Over in Victoria, Australia there is much debate on a casino expansion of blackjack tables. You have some that want it, saying that it’ll benefit their economy. And there are others who say, in short, that gambling is the root of all evil, and that more blackjack tables will increase addictive gambling. I beg to differ.

But before I continue, I wish to say that, yes, if allowed more opportunity, some individuals who lack self-control could develop a problem with gambling. I would never say that more opportunities couldn’t possibly create a few more addicts.
However, for a state government to step in and say that they know best for, well, everyone, I just can’t stand behind that. I believe that everyone should have the opportunity to play blackjack. In regards to the debate and the state’s role in public interest, Victoria’s Premier John Brumby said it was not the government’s place to “be a nanny and get in everybody’s face and say what you can and can’t do.”

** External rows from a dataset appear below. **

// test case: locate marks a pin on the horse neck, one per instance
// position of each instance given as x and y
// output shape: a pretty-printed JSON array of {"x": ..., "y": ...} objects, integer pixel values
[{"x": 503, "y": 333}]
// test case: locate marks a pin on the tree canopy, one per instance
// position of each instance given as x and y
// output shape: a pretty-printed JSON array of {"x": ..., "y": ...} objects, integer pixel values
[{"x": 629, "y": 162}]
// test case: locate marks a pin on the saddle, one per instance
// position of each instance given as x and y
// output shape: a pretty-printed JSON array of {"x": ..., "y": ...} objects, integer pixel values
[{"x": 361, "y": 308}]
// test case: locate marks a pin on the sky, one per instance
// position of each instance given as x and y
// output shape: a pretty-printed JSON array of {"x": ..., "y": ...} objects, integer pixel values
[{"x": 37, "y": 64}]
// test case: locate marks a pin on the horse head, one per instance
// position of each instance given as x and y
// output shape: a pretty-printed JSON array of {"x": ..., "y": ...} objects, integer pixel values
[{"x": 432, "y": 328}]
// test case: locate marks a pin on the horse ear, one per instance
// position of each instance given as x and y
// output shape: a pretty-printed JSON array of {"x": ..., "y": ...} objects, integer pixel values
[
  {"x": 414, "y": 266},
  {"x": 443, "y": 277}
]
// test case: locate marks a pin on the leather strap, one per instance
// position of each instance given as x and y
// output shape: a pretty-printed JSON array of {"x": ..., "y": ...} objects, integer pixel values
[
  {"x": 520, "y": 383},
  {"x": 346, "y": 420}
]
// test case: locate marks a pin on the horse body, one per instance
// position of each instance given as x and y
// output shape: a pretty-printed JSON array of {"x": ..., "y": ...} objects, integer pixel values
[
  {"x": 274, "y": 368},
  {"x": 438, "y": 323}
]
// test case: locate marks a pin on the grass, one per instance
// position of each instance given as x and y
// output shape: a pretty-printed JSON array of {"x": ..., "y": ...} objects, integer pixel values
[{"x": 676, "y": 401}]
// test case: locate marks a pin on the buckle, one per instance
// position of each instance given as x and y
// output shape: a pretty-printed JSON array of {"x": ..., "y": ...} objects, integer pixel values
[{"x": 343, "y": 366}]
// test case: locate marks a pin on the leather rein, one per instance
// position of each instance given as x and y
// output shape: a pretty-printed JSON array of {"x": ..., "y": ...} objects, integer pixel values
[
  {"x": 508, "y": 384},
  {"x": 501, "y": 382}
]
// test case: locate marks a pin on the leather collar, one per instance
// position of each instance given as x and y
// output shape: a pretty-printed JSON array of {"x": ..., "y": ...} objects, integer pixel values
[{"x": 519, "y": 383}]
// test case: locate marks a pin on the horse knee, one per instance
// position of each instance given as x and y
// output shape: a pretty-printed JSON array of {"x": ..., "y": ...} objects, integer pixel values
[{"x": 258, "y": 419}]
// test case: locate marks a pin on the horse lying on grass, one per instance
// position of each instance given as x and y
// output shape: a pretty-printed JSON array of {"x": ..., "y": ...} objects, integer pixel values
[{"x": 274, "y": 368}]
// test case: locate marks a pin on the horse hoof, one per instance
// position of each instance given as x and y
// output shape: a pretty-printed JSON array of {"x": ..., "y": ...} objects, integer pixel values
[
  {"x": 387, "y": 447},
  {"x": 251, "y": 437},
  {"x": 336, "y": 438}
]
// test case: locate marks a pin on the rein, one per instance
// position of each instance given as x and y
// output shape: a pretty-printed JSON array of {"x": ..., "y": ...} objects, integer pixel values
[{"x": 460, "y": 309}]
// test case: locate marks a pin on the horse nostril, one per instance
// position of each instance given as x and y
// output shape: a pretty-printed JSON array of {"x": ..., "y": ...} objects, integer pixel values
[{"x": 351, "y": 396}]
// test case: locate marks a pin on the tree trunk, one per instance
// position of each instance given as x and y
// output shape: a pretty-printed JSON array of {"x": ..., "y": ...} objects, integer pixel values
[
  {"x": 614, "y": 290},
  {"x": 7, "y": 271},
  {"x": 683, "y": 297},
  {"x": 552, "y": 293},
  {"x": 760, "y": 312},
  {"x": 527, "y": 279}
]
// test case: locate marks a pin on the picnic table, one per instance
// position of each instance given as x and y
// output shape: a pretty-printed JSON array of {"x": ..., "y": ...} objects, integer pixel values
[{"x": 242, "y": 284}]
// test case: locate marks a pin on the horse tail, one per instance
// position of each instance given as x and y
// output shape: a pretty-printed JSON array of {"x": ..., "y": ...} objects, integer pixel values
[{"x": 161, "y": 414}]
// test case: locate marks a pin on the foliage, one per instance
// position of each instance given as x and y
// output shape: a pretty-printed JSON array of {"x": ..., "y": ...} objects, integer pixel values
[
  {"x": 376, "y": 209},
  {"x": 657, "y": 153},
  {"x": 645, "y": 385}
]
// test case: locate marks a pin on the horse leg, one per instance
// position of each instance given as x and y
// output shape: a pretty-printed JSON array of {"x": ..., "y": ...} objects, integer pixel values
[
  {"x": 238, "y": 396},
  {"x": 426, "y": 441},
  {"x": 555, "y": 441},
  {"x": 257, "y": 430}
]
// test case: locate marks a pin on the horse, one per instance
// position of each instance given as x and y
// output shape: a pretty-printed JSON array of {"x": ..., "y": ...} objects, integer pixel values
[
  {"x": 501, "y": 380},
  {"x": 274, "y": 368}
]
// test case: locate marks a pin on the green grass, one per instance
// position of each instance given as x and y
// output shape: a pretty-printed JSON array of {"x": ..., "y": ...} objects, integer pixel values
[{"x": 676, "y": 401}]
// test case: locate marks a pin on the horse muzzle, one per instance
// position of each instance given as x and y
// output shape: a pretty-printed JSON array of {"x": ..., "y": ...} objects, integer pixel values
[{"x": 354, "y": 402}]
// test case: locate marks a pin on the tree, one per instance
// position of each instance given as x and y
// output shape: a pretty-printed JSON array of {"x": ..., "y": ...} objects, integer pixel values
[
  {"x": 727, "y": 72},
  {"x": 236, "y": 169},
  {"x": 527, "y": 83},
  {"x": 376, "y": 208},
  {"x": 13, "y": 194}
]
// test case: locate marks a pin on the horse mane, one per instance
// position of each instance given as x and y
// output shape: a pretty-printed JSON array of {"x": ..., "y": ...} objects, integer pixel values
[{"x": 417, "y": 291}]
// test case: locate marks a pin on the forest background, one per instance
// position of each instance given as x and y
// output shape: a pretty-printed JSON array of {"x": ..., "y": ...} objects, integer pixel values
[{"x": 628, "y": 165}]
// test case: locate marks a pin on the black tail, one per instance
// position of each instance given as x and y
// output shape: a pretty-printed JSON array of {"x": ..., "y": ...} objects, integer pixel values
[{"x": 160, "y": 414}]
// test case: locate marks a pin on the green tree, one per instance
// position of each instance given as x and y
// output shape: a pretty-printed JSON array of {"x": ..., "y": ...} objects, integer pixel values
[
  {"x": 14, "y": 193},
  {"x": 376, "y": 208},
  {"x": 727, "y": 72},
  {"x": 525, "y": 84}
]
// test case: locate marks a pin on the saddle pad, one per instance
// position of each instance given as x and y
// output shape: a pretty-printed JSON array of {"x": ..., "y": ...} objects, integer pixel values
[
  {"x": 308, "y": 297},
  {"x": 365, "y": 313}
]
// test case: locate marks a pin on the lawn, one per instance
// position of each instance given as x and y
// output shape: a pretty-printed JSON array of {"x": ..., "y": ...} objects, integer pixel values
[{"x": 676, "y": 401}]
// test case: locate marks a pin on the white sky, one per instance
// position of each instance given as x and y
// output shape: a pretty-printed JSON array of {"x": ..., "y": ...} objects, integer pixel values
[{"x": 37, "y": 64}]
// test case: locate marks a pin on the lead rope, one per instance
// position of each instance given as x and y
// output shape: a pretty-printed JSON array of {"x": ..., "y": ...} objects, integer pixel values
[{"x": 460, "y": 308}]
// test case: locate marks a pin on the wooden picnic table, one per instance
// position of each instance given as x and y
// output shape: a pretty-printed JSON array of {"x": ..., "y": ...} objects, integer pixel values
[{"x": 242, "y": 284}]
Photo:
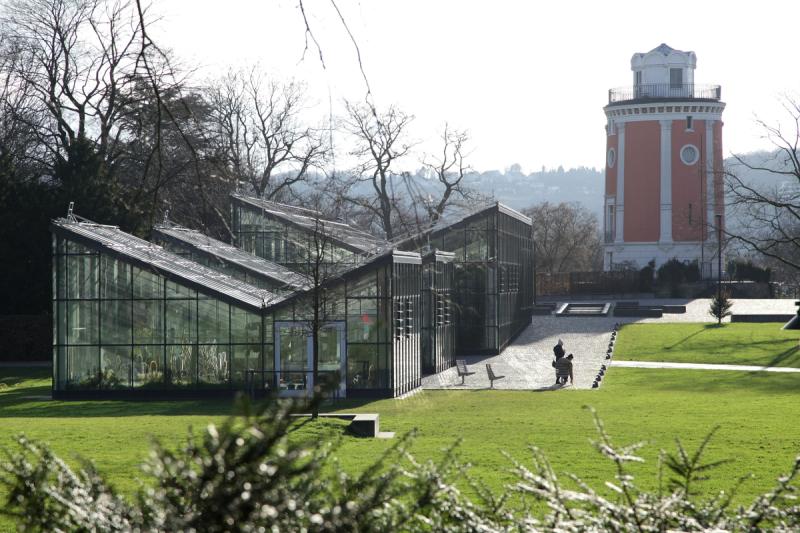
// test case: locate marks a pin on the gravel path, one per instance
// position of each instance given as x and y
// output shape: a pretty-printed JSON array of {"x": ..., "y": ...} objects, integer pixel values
[{"x": 526, "y": 362}]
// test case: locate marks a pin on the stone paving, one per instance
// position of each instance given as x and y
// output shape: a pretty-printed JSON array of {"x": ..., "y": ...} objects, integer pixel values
[{"x": 526, "y": 361}]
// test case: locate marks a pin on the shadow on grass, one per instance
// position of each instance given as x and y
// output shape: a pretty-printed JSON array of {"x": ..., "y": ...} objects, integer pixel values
[
  {"x": 786, "y": 355},
  {"x": 703, "y": 381},
  {"x": 35, "y": 402},
  {"x": 698, "y": 332}
]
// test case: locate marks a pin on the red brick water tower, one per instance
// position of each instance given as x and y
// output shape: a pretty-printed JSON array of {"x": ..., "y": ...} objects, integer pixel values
[{"x": 664, "y": 183}]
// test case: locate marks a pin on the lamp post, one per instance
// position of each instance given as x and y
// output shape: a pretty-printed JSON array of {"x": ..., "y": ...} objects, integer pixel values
[{"x": 719, "y": 266}]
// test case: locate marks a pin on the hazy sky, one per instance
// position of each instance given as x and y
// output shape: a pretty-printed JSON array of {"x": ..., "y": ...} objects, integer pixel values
[{"x": 527, "y": 79}]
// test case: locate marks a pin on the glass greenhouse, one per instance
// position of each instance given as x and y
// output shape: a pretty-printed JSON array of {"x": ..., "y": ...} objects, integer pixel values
[
  {"x": 198, "y": 317},
  {"x": 282, "y": 233},
  {"x": 493, "y": 275},
  {"x": 133, "y": 319},
  {"x": 233, "y": 261}
]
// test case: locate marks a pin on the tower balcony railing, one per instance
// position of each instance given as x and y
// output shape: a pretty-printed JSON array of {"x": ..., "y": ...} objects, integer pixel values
[{"x": 664, "y": 91}]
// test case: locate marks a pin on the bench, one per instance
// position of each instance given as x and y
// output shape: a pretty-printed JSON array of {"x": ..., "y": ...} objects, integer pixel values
[
  {"x": 461, "y": 367},
  {"x": 492, "y": 376}
]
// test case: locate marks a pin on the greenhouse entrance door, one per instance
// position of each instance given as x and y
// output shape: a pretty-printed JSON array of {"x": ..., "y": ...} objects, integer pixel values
[{"x": 294, "y": 358}]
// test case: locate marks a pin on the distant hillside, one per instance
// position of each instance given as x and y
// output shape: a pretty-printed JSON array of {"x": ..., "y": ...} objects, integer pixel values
[{"x": 517, "y": 190}]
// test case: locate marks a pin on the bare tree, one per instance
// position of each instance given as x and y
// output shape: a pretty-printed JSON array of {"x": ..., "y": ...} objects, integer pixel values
[
  {"x": 449, "y": 168},
  {"x": 259, "y": 134},
  {"x": 323, "y": 302},
  {"x": 768, "y": 216},
  {"x": 77, "y": 58},
  {"x": 566, "y": 237},
  {"x": 380, "y": 140}
]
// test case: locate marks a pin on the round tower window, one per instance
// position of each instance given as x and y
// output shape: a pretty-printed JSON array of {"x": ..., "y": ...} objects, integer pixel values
[
  {"x": 611, "y": 158},
  {"x": 690, "y": 154}
]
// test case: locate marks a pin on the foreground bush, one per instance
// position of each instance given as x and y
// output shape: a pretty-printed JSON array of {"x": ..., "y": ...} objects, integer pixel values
[{"x": 248, "y": 476}]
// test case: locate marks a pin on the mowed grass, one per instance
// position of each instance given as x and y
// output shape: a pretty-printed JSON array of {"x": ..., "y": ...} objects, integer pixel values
[
  {"x": 756, "y": 412},
  {"x": 733, "y": 344}
]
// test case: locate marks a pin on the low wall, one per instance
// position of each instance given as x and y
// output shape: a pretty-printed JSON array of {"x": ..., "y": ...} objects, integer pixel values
[{"x": 761, "y": 318}]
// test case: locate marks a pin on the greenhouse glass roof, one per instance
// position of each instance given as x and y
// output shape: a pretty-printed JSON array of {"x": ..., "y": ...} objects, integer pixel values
[
  {"x": 342, "y": 233},
  {"x": 227, "y": 253},
  {"x": 112, "y": 240}
]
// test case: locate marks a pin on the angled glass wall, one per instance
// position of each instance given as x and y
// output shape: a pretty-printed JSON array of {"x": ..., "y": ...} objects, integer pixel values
[
  {"x": 123, "y": 326},
  {"x": 377, "y": 309},
  {"x": 234, "y": 262},
  {"x": 286, "y": 234},
  {"x": 493, "y": 278},
  {"x": 438, "y": 324}
]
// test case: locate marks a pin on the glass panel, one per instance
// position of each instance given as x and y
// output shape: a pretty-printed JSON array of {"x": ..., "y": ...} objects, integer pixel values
[
  {"x": 212, "y": 364},
  {"x": 180, "y": 322},
  {"x": 244, "y": 358},
  {"x": 212, "y": 321},
  {"x": 294, "y": 357},
  {"x": 175, "y": 290},
  {"x": 77, "y": 248},
  {"x": 245, "y": 327},
  {"x": 115, "y": 363},
  {"x": 364, "y": 286},
  {"x": 180, "y": 366},
  {"x": 148, "y": 366},
  {"x": 330, "y": 358},
  {"x": 334, "y": 304},
  {"x": 115, "y": 278},
  {"x": 82, "y": 322},
  {"x": 115, "y": 321},
  {"x": 362, "y": 320},
  {"x": 147, "y": 284},
  {"x": 148, "y": 324},
  {"x": 82, "y": 367},
  {"x": 362, "y": 366},
  {"x": 82, "y": 276}
]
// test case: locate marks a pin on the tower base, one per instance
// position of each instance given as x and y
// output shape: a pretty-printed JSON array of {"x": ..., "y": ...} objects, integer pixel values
[{"x": 636, "y": 255}]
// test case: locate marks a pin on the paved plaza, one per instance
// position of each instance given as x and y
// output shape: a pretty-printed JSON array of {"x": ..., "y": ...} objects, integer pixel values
[{"x": 526, "y": 362}]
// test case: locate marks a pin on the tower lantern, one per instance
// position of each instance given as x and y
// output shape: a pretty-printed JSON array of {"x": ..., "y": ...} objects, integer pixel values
[{"x": 663, "y": 186}]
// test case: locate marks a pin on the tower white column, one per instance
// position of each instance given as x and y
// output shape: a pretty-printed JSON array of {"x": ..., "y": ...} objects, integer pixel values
[
  {"x": 665, "y": 235},
  {"x": 620, "y": 203},
  {"x": 709, "y": 170}
]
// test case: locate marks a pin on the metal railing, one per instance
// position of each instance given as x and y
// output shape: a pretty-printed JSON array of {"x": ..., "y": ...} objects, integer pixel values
[
  {"x": 660, "y": 91},
  {"x": 273, "y": 382}
]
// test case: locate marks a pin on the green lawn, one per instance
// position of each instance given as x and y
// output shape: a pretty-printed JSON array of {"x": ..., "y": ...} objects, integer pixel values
[
  {"x": 734, "y": 344},
  {"x": 757, "y": 413}
]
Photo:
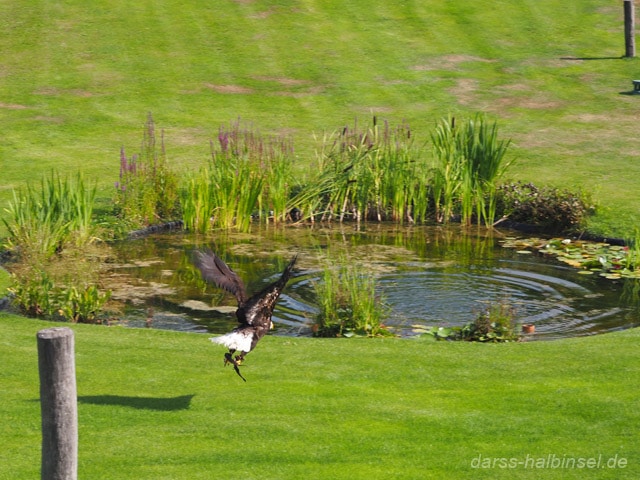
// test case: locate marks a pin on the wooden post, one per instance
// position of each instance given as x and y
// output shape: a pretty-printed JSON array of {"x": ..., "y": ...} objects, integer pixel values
[
  {"x": 58, "y": 404},
  {"x": 629, "y": 29}
]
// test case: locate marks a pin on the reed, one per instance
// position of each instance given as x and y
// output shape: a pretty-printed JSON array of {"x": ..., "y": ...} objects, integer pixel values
[
  {"x": 375, "y": 173},
  {"x": 40, "y": 222},
  {"x": 469, "y": 159},
  {"x": 249, "y": 176},
  {"x": 349, "y": 304},
  {"x": 147, "y": 191}
]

For a government to say that they are going to cut everyone off just to reign in a handful of people, it would be like a mother grounding a whole neighborhood of children just to keep her own in line. All those children will do is sneak out their bedroom windows when her back is turned. And likewise, those who wish to play blackjack will venture to another state’s economy to play if their own won’t let them.

And that is precisely what the state of Victoria could be giving up. It’s similar to what is happening in Florida between the state and the Seminole tribe. Here again, the state is wishing to limit the amount of tables the Seminoles are allowed to have. But what the state of Florida will be losing is more money for their education budget, as that’s where the taxes of the Seminole’s gambling profits will go.

If the state of Victoria were to allow the expansion of blackjack tables, at the risk of a handful of the population as compared to the thousands that live in Victoria, the state has the potential to create an income off the blackjack tables.

But income aside, is it really a state’s responsibility to dictate how their citizens choose to enjoy themselves? Are we sheep? Do we really require our state to shepard us? No, I refuse to accept that a handful of men and women know what’s best for thousands of people in regards to their recreation. It is each person’s choice to play blackjack or not. The vast majority of people will play for the fun of the game—can they beat the dealer? Will they be dealt blackjack this time? It is not the state’s decision to nanny its citizens. After all, they will crawl out their bedroom windows into another state’s economy if they wish to play blackjack.